曲が終わると、おもむろにクンがオーディエンスとの“交信”が始まった。両手を広げ、頭に両手をかざし、空に向けて指をなぞり、「ヨォ」と口にする。それに応えて、客も「ヨォ!」と返す。そして、頭に両手をかざし、「フォ」と口にすると、額の三角マークが発光した。交信成功だ(笑)。ちなみに、この間ローディがドラムの調整をしていたのだが、そのローディにクレックが三角マークを作り「ヨォ」と言って、感謝の気持ちを伝えていた。ローディとの交信も成功だ(笑)。

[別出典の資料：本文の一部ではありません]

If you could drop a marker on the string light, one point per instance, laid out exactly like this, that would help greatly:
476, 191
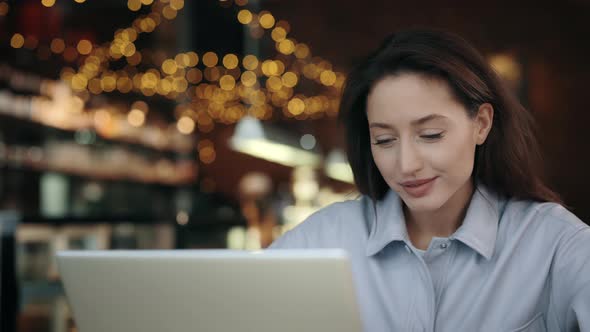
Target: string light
48, 3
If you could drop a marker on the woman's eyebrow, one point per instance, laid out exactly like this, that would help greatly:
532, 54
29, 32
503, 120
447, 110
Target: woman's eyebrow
414, 123
428, 118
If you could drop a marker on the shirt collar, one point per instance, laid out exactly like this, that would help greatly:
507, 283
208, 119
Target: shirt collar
478, 231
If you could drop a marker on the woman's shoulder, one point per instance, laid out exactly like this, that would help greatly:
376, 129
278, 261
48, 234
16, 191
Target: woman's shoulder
548, 217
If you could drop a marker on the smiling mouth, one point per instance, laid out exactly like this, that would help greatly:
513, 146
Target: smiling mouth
416, 183
418, 188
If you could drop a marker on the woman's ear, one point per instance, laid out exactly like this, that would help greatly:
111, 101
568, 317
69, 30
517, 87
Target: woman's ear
483, 122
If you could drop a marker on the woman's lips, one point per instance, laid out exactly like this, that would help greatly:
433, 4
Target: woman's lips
418, 188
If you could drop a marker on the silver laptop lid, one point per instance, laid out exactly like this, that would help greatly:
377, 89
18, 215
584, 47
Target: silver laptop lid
210, 290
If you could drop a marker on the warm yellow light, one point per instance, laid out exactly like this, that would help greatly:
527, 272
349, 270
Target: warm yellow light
230, 61
48, 3
70, 54
270, 68
94, 86
84, 47
4, 8
227, 82
286, 46
176, 4
280, 67
244, 16
17, 40
129, 35
193, 59
296, 106
301, 51
194, 76
134, 5
165, 86
278, 34
212, 74
285, 25
129, 50
185, 125
102, 118
248, 78
169, 12
290, 79
210, 59
274, 83
250, 62
108, 83
124, 84
136, 118
180, 84
207, 154
266, 20
135, 59
182, 60
169, 66
328, 77
140, 105
57, 45
79, 82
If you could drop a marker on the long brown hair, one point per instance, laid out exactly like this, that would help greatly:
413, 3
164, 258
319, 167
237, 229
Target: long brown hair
508, 162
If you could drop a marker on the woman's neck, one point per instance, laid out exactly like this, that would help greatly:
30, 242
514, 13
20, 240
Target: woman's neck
422, 226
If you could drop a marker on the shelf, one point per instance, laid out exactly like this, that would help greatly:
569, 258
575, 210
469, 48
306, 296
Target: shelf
97, 176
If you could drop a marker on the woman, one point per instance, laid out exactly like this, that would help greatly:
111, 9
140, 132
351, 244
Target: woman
455, 230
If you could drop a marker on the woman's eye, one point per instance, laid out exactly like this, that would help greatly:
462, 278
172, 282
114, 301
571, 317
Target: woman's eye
383, 141
432, 136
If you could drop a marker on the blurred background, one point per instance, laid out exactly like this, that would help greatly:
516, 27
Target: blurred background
163, 124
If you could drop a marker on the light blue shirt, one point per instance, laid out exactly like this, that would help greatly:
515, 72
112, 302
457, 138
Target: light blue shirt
511, 266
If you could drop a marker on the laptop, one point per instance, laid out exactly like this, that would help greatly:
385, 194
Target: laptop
210, 290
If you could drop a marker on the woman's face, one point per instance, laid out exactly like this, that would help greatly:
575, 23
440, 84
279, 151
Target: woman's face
423, 140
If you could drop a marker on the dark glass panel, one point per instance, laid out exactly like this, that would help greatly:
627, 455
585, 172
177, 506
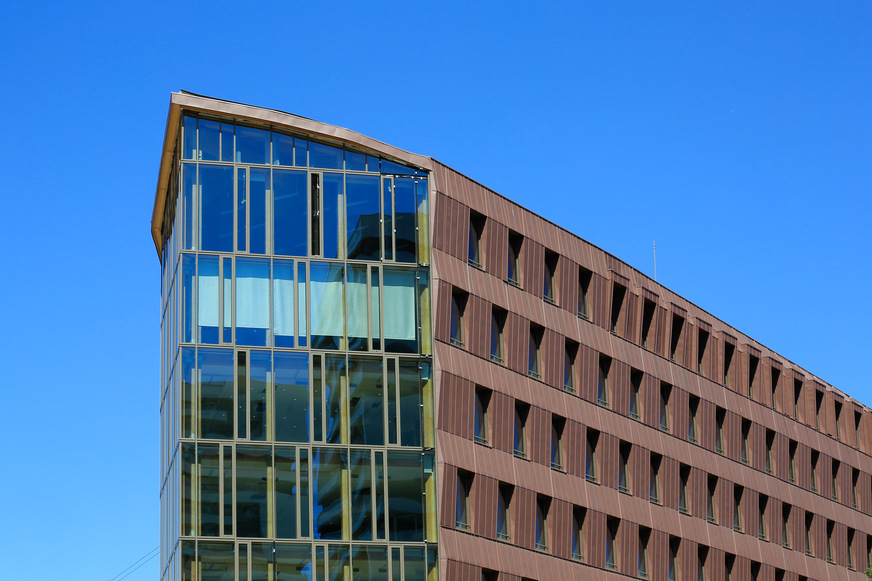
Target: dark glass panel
286, 488
216, 393
293, 562
410, 403
370, 562
217, 561
333, 188
289, 212
216, 208
209, 479
260, 369
363, 220
291, 397
258, 185
334, 379
355, 161
210, 144
324, 156
329, 465
366, 401
283, 149
405, 496
404, 206
252, 145
189, 136
361, 495
252, 464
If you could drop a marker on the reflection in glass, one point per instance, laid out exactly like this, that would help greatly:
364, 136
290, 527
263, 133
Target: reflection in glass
291, 397
216, 208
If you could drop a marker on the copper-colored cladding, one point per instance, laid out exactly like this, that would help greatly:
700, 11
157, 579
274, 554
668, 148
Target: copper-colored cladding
673, 364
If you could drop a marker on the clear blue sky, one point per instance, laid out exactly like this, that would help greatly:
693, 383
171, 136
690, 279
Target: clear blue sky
737, 135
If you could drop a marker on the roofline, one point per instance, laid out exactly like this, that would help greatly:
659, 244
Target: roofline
184, 101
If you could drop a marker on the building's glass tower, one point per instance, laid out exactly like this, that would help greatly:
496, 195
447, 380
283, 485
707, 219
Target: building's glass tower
297, 407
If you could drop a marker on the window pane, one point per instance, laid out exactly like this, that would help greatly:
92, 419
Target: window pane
291, 397
326, 305
252, 145
324, 156
289, 213
366, 400
405, 208
328, 465
362, 217
215, 409
333, 188
252, 511
252, 301
405, 496
283, 303
216, 208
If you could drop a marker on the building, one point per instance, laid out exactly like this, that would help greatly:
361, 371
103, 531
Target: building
375, 368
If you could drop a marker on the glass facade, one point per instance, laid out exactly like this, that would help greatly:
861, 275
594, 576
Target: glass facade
297, 412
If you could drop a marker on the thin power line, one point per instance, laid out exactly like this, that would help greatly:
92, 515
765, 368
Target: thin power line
141, 561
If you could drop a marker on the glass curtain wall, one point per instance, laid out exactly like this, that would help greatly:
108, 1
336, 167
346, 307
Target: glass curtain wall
296, 409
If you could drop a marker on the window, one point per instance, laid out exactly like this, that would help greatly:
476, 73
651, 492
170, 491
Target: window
462, 511
649, 309
773, 393
830, 528
570, 352
797, 397
498, 323
543, 504
504, 499
684, 480
635, 389
513, 274
672, 559
619, 292
702, 345
644, 539
738, 493
693, 408
624, 467
762, 529
753, 363
578, 516
720, 416
711, 514
676, 345
557, 425
549, 290
458, 306
809, 522
602, 385
654, 480
534, 365
590, 468
520, 432
480, 428
476, 229
665, 393
785, 525
729, 350
584, 276
612, 525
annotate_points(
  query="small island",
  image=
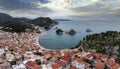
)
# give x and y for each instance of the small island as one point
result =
(59, 31)
(72, 32)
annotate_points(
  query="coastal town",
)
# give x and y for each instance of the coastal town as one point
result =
(23, 51)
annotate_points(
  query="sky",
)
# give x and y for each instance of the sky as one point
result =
(77, 9)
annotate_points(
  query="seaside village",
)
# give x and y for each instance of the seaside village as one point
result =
(23, 51)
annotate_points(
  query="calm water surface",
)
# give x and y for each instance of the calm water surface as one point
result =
(52, 41)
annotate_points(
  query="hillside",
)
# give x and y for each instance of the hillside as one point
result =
(40, 21)
(106, 43)
(43, 22)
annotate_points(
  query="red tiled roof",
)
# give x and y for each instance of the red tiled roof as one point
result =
(88, 56)
(65, 58)
(110, 62)
(99, 65)
(60, 62)
(79, 60)
(30, 63)
(104, 56)
(97, 55)
(116, 66)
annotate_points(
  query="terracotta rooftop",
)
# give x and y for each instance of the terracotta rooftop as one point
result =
(56, 66)
(116, 66)
(30, 63)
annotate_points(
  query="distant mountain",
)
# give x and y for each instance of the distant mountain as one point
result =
(16, 26)
(62, 20)
(5, 17)
(23, 19)
(44, 22)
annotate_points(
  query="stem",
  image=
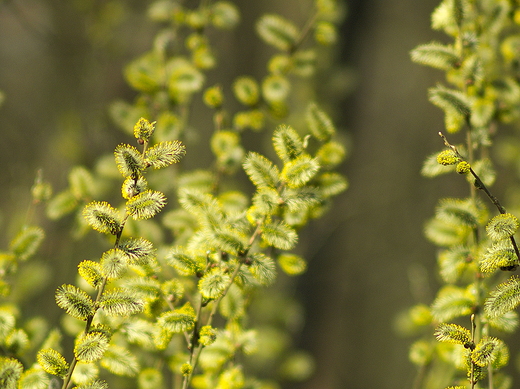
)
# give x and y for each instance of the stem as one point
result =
(480, 185)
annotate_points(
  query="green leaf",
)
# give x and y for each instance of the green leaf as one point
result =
(262, 268)
(213, 284)
(26, 243)
(319, 123)
(91, 272)
(120, 302)
(129, 161)
(292, 264)
(143, 130)
(246, 90)
(453, 333)
(299, 171)
(485, 351)
(102, 217)
(277, 31)
(10, 372)
(279, 235)
(502, 226)
(146, 204)
(275, 88)
(52, 362)
(287, 143)
(165, 153)
(504, 298)
(450, 100)
(432, 168)
(267, 200)
(436, 55)
(261, 171)
(120, 361)
(113, 263)
(500, 255)
(91, 347)
(137, 250)
(178, 320)
(75, 302)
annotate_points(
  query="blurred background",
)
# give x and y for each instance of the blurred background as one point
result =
(61, 66)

そんな心温まる(?)空気感を貫くように始まったのが“Sarniezz”だ。序盤はゆったりとしたテンポで始まったのだが、徐々にピッチを上げていくと、手数の多いドラミングと複雑なループがギッチギチに詰め込まれた高密度マスロックへと変容していった。そのまま矢継ぎ早に、彼らの名を世に知らしめた代表曲“Fabienk”が投下。イントロの印象的なギターフレーズが流れると大歓声が上がり、マイクロトナル・ギターが放つ不穏ながらも強烈に癖になるリフから、後半に入ると二人の奇声が上がるとともに、一気に狂気的なダンスビートへと加速していく展開は圧巻そのものだった。

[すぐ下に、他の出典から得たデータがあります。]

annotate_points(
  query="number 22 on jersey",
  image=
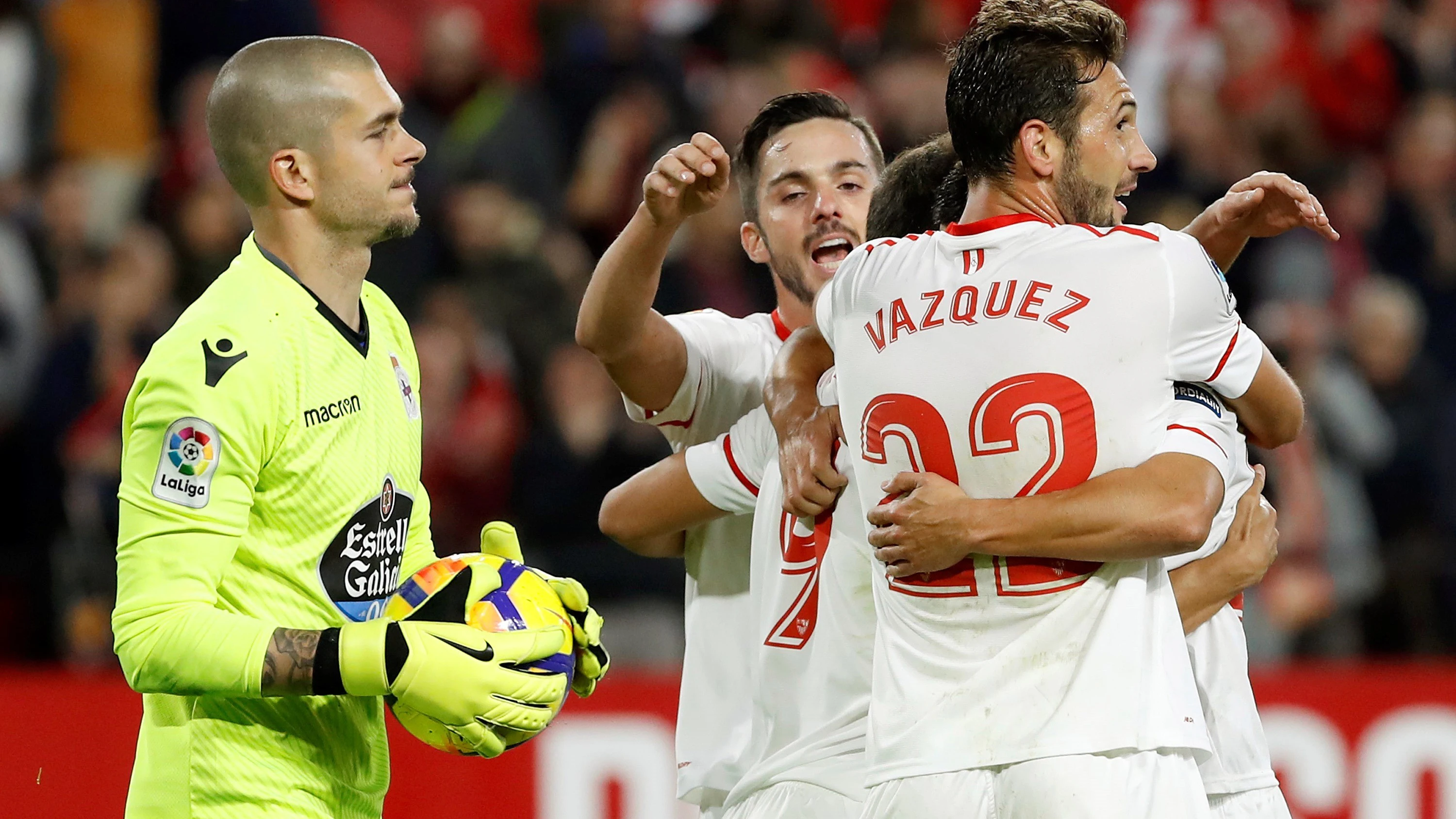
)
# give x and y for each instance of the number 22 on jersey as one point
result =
(1060, 404)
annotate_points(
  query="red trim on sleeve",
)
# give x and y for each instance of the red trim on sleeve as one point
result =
(982, 226)
(1200, 432)
(1135, 232)
(737, 472)
(1226, 354)
(683, 424)
(779, 328)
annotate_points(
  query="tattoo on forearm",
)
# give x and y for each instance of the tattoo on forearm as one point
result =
(289, 662)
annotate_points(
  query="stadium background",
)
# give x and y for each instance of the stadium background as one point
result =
(542, 118)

“Fabienk”が終わり、ヘブンの空に音律の余韻が充満する中、クレックが三角マークを作り「アリガット」(日本語!)と感謝の言葉を口にすると、ラストを締めくくるのは、これもまた彼らの代表曲である“Sherpa”だった。クンが印象的なイントロのギターフレーズを弾くと、「待ってました!」と言わんばかりに歓声が湧き上がる。ループするギターリフが鳴り響く中、クレックとクンの二人は互いに向き合い、“何か”を話しながら(やっぱり何言ってるかわからない)三角ポーズを送り合い、そして超満員のヘブンの客の方を向くと、再び三角ポーズを送った。そして、クンが「フォー!」と咆哮すると、曲が本格スタート!アヴァンギャルドな実験性と肉体的な躍動感が劇的に融合したダンサブルなマスロック/サイケデリックなこのナンバーで、アンジーヌの二人は最後の最後で自らの超絶テクニックを最高潮に発揮。最高にパワフルなグルーヴを生み出し、ヘブンにカオティックな高揚感とともに圧倒的で奇妙なカタルシスを生みだした。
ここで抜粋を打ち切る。